Я развернулся в профиль и замолчал, выжидая. Если собеседник видит мой профиль, это значит, что я желаю проявиться в педагогическом качестве. Я сделал несколько размытых комплиментов, после чего началась пятиминутная тирада со слов «видите ли, Даня…» Достаточно сказать поэту «видите ли, Даня», чтобы уже и продолжать не стоило. Но тот слушал меня, привычно приоткрыв рот, с широкими от ЛСД зрачками.
— Вообще-то, я чувствую, тут не все гладко… — согласился он, и я восчувствовал, что вновь люблю его, — А нет какой-нибудь книжки, как писать стихи? Я же, правда, не знаю…

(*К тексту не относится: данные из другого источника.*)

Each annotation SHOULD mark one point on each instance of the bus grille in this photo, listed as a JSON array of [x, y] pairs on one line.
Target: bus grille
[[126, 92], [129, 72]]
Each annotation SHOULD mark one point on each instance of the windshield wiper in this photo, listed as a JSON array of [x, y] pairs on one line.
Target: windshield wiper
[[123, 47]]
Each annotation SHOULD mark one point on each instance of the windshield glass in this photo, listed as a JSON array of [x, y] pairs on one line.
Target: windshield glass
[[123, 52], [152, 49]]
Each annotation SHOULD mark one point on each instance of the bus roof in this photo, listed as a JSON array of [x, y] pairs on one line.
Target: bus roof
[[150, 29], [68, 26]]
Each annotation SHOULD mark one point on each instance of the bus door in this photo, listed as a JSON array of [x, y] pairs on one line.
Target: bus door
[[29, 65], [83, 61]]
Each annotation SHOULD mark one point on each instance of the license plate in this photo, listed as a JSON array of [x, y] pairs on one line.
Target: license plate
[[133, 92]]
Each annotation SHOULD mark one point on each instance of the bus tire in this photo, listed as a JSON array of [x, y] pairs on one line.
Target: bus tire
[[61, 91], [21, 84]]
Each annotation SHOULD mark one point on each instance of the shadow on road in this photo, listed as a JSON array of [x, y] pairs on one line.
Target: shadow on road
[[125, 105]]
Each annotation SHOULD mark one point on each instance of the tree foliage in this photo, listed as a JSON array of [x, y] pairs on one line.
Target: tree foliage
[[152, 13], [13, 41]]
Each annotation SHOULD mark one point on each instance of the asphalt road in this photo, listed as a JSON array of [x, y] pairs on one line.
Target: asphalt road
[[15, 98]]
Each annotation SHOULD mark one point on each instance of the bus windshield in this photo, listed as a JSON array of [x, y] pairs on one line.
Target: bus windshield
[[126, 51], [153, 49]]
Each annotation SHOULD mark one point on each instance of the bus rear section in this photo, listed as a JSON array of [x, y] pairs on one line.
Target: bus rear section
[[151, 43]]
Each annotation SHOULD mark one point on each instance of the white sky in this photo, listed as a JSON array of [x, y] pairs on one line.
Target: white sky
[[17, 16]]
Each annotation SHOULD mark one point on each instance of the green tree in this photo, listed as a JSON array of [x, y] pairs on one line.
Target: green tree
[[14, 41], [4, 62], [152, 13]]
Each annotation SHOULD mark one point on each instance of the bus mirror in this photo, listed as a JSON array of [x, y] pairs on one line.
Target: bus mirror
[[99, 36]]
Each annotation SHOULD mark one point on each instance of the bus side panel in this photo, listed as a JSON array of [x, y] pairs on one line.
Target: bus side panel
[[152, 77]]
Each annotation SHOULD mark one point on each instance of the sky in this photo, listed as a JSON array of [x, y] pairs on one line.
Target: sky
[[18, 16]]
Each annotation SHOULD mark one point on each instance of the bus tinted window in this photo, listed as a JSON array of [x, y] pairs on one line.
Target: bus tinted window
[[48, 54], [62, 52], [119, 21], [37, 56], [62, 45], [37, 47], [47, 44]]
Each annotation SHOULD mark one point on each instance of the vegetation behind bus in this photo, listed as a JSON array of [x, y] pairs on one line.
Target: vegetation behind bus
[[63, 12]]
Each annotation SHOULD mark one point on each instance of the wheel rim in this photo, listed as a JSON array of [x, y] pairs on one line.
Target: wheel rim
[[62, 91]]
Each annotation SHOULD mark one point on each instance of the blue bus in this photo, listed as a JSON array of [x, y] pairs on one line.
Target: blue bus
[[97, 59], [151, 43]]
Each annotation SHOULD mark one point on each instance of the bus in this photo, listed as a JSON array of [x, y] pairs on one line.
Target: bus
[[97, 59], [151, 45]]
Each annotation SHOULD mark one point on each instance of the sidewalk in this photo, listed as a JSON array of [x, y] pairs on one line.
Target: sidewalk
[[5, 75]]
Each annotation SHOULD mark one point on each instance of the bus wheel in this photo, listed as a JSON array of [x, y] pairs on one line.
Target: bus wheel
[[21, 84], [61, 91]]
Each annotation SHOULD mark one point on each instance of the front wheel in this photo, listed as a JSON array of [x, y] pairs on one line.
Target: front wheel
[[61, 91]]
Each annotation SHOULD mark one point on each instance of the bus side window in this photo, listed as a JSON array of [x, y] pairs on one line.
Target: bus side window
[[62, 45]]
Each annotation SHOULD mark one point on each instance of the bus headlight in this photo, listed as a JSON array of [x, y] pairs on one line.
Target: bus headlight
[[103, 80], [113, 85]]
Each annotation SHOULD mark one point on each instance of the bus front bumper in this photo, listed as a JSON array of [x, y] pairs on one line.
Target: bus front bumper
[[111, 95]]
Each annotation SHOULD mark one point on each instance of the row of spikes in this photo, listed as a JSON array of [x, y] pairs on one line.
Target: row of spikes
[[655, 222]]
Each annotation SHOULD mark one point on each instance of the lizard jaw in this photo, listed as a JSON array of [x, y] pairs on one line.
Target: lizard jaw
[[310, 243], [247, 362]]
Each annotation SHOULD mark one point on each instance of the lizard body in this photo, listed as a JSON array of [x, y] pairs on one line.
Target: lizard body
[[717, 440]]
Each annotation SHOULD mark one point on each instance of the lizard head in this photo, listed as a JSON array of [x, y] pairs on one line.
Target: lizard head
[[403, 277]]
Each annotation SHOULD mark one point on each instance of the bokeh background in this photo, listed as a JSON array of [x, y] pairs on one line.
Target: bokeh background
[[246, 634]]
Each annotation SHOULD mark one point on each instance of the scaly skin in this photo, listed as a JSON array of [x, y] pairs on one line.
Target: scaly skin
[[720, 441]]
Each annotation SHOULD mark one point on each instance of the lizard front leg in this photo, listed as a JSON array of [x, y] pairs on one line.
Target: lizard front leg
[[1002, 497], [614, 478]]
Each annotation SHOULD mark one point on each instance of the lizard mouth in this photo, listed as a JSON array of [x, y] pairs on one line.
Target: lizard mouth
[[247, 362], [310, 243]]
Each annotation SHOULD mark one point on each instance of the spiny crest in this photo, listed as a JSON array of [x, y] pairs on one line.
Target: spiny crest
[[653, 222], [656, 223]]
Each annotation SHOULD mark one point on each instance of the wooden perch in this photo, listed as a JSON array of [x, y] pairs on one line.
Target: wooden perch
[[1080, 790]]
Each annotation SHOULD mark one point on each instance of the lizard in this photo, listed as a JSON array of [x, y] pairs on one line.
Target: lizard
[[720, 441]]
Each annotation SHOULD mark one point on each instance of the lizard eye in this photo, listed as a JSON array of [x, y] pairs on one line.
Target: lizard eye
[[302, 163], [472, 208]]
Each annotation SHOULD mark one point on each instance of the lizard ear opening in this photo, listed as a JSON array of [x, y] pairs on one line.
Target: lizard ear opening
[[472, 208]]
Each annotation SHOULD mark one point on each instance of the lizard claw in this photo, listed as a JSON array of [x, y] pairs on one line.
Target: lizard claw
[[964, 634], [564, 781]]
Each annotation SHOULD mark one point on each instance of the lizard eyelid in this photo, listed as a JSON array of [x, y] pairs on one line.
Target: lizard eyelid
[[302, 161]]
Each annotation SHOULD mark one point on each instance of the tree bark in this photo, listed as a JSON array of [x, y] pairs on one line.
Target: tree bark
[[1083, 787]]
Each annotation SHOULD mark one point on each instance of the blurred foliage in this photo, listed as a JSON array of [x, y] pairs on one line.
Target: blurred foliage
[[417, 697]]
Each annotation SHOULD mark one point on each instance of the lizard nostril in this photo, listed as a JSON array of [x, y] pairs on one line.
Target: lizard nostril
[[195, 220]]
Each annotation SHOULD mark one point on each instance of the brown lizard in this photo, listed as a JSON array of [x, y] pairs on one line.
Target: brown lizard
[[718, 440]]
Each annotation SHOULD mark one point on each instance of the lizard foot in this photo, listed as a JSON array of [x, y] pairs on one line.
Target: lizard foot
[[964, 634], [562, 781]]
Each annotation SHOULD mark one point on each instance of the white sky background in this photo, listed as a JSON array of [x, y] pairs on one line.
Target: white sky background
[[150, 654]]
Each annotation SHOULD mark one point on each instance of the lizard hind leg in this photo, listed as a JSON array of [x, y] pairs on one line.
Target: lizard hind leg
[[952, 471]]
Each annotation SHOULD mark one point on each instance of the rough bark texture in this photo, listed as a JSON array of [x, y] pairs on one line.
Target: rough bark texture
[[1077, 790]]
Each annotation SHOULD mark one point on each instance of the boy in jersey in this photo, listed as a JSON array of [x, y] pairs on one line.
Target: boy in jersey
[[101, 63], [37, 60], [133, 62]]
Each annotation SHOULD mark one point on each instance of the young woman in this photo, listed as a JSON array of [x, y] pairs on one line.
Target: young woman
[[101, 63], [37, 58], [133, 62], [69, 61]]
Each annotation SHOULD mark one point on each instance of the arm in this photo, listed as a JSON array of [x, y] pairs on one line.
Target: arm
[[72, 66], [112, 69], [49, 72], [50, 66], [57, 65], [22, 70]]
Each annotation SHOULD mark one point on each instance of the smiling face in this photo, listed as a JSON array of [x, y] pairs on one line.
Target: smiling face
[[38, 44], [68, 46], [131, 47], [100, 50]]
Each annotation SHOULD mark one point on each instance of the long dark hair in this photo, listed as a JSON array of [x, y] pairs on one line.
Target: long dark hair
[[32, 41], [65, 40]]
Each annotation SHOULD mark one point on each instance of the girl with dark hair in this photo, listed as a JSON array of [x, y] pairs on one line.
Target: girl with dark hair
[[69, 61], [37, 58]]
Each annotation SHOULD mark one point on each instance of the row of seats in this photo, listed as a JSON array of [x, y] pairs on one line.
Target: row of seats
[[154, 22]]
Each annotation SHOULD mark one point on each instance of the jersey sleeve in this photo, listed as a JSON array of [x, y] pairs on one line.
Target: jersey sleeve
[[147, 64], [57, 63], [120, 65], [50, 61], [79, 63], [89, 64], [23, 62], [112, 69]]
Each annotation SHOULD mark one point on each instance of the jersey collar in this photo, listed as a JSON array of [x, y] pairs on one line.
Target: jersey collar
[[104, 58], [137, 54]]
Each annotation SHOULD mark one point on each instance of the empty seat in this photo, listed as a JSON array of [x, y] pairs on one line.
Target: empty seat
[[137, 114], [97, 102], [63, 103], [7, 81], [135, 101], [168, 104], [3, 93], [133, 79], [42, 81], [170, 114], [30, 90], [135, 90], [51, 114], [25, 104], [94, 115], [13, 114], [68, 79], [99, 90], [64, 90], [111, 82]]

Я сдвинул брови, как бы размышляя, что выбрать, и назвал любимое:
— Пожалуй, прочитайте «Теорию стиха» Жирмунского.
— А она большая? — спросил Даня с настороженностью.
— Страниц восемьсот.
Даня нахмурился и, вновь подняв расширенные зрачки, спросил:
— А поменьше ничего нет?
— Прочитайте половину, — сухо отрезал я. — Спать пора.
Я уж было встал, как он сказал, уже ощутительно признав мою правоту:
— А знаете, что сказала моя подруга Берлянт?
Знать не знаю, что там говорят Дане его усатые еврейские подруги.
— Она, послушав мои стихи, сказала: «Умер Бродский — родился Стрельников». Как раз тогда Бродский умер.
— Это она серьезно сказала?
Даня кивнул.
— Серьезно.
«Вот сучка», — подумал я.
— И вы поверили? — спросил я его, совсем уже ласково.
— Поверил, — засмеялся он, склонив голову к плечу.
Мы пошли в отведенную нам комнату, я быстро разделся и лег, отвернувшись к стенке. Мне почему-то казалось неэтичным видеть его без одежды. Не скрою, меня несколько смутила ирония, с которой Браверман разглядывала студента в его вдруг, при посторонней, проявившемся обожании ко мне, и ее любопытство, с котором она пыталась угадать модальные оттенки моих взглядов на Даню. Кажется, когда Браверман застилала постель, она передумала многое, в том числе и нелестное для нашей пары. Но кто отвечает за мысли?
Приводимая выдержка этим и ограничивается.